E uma coisa é certa: o médico, ao declarar a doença do
paciente, limita-se a atestar que examinou o trabalhador e que os sintomas que
apresentava naquele momento lhe permitiram concluir que estava efetivamente
doente e impossibilitado de comparecer ao serviço, com a previsão (obviamente uma previsão é falível) de que a situação se prolonga por x dias (que devem ser quantificados, não podendo
ultrapassar os 30 dias consecutivos). Se o
trabalhador mais tarde é encontrado são e escorreito, tal não quer dizer que o
atestado tenha sido fraudulento por isso.
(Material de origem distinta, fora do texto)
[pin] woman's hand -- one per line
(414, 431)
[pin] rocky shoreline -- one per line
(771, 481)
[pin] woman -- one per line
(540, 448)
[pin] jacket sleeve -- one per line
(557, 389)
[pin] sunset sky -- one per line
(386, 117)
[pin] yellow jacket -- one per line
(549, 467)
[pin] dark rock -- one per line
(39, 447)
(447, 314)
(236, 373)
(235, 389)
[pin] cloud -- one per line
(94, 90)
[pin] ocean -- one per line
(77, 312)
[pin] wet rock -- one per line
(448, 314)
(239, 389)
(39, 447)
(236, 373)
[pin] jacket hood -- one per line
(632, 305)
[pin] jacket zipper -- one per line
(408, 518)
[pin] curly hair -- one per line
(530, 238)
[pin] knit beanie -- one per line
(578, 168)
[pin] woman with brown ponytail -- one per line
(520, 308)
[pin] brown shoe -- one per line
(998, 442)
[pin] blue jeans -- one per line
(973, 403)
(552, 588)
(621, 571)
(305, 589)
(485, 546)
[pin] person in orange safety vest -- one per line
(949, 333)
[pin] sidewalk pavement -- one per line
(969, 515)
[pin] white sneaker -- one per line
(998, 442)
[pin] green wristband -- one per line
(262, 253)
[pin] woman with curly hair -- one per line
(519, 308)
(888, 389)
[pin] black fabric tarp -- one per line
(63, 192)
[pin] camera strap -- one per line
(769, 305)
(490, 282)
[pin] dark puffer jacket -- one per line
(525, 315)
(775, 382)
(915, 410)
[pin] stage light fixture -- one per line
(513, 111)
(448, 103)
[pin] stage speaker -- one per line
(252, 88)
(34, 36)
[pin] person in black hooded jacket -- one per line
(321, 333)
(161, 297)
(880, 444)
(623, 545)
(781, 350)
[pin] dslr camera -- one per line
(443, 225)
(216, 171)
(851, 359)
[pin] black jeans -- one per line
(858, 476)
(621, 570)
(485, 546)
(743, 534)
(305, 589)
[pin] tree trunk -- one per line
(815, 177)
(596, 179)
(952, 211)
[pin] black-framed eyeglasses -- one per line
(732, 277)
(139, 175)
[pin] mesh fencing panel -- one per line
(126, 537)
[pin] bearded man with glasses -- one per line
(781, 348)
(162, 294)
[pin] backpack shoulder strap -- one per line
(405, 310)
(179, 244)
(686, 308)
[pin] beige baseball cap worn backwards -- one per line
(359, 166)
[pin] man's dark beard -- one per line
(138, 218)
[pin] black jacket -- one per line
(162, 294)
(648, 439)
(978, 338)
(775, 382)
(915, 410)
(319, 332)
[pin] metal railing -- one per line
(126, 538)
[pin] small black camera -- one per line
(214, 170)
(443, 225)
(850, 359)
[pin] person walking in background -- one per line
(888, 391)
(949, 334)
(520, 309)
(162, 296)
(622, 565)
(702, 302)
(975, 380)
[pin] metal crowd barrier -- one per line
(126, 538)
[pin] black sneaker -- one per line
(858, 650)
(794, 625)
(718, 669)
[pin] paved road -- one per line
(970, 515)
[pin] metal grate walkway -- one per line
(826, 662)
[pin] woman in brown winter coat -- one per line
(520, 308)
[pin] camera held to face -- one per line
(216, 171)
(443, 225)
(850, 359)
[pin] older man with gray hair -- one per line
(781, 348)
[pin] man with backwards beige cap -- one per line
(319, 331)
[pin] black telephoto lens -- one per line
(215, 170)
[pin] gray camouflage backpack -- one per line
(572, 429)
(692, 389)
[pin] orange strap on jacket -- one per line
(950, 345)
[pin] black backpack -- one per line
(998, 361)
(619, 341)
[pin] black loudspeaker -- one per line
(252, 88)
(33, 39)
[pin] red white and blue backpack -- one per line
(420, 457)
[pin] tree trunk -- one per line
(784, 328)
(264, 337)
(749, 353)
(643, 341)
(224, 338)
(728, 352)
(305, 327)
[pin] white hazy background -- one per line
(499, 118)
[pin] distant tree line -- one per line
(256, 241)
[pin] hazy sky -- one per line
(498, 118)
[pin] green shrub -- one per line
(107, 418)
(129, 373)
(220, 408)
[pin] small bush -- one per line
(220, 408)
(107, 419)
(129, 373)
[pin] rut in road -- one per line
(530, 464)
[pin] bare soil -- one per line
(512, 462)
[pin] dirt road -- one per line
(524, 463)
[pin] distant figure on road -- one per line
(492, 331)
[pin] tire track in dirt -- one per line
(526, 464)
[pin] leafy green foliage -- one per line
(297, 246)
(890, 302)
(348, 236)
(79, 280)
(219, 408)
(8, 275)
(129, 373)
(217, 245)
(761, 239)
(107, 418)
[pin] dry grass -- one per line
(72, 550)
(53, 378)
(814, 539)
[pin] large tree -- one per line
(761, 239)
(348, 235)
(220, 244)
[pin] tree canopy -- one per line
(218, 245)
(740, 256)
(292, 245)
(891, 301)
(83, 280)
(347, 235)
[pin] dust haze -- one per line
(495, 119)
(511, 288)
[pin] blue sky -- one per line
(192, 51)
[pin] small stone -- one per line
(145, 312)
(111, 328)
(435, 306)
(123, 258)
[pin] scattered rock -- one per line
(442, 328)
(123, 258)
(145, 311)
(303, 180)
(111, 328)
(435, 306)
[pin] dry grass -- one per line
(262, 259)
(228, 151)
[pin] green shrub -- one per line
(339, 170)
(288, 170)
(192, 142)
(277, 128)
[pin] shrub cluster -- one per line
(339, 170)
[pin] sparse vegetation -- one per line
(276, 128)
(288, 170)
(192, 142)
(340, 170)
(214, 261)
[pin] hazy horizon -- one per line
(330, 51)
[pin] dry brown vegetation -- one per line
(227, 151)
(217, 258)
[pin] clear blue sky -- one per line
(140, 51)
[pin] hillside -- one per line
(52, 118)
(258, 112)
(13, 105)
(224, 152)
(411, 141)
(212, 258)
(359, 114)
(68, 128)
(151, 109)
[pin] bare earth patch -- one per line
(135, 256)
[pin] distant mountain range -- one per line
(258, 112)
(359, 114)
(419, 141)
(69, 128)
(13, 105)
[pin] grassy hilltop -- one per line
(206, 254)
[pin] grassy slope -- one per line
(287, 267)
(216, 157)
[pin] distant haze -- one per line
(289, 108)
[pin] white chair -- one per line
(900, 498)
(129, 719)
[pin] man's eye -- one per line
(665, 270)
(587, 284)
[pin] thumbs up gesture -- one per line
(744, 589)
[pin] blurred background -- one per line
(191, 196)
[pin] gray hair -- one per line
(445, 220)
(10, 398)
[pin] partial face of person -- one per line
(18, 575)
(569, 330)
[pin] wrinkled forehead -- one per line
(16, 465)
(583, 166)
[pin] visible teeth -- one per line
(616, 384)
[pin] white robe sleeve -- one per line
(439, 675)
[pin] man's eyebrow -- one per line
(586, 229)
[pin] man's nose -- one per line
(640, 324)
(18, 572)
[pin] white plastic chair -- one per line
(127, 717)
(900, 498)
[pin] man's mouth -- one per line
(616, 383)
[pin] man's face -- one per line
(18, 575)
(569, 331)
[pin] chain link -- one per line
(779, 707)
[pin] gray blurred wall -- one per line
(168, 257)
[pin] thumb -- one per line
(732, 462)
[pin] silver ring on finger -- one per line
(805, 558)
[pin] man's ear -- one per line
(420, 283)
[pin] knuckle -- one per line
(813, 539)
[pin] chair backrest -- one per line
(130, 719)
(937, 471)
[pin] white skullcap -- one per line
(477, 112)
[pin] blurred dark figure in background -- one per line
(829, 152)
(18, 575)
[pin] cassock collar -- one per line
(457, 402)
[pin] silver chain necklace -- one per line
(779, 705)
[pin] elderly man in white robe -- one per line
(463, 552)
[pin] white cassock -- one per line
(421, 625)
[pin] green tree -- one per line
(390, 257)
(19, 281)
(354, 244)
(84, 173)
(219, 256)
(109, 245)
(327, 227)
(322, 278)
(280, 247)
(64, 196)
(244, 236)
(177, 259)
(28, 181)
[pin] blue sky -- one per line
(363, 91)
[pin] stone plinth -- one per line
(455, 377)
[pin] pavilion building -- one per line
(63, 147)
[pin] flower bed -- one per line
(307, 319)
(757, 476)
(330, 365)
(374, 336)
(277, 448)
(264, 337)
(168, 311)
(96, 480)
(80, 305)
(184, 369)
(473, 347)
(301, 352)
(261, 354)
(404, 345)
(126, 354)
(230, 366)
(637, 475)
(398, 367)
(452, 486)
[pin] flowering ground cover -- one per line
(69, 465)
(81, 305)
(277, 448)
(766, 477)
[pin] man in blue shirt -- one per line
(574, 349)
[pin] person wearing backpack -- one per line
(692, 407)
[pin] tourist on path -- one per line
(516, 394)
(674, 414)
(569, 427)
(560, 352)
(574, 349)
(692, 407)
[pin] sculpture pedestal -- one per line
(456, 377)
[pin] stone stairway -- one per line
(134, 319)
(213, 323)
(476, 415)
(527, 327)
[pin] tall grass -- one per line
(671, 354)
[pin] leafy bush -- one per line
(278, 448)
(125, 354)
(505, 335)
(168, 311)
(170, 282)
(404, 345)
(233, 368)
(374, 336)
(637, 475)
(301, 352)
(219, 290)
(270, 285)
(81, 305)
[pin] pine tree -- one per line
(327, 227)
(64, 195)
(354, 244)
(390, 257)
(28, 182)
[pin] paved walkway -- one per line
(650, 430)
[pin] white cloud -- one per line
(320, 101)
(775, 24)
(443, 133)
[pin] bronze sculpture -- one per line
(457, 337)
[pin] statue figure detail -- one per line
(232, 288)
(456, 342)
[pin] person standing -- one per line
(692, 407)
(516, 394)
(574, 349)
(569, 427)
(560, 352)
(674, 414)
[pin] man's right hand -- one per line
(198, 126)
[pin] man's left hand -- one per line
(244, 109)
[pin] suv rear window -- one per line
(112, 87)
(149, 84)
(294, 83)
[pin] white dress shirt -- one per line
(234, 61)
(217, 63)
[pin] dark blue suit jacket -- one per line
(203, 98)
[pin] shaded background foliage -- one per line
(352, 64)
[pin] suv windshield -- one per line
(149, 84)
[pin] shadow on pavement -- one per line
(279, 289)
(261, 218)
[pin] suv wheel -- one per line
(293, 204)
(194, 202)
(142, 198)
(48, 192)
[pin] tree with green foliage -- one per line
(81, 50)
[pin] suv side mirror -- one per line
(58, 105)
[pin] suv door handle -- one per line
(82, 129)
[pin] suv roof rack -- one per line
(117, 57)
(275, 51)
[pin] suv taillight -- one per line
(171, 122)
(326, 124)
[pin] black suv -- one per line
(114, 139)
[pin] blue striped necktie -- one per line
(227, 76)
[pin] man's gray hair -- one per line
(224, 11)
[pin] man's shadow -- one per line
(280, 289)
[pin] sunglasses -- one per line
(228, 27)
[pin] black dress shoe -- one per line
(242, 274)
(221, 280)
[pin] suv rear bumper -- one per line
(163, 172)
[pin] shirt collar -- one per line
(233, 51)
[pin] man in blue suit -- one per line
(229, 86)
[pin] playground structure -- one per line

Obviamente, sabe-se de casos de baixas e atestados
fraudulentos – o que é difícil de comprovar, a não ser em casos em que o
superior hierárquico, por si ou por quem tiver essa competência, encontre o
trabalhador a trabalhar noutro ofício, e possa legalmente intervir e mudar a
situação.
De resto, como diz Carlos Silva, da FNE, “se houver
fraude, é uma culpa que é partilhada entre médico e doente”.
Mais fica por saber se os 3000 se referem efetivamente
a 2017 ou 2018 (Será
confusão propositada?). E como se
atacam docentes, se em 60 milhões (de euros a poupar em baixas médicas), Centeno fala só de 10 na área da educação?
Em qualquer caso, as generalizações são injustas e
podem ser insultuosas. E os trabalhadores merecem respeito. Ademais, o Governo,
que superintende na Administração Pública deveria interrogar-se sobre o motivo
por que tantos professores estão em situação de doença comprovada e de doença
prolongada. Algo corre mal nas escolas que o Ministério da Educação e o
Ministério das Finanças não querem ver!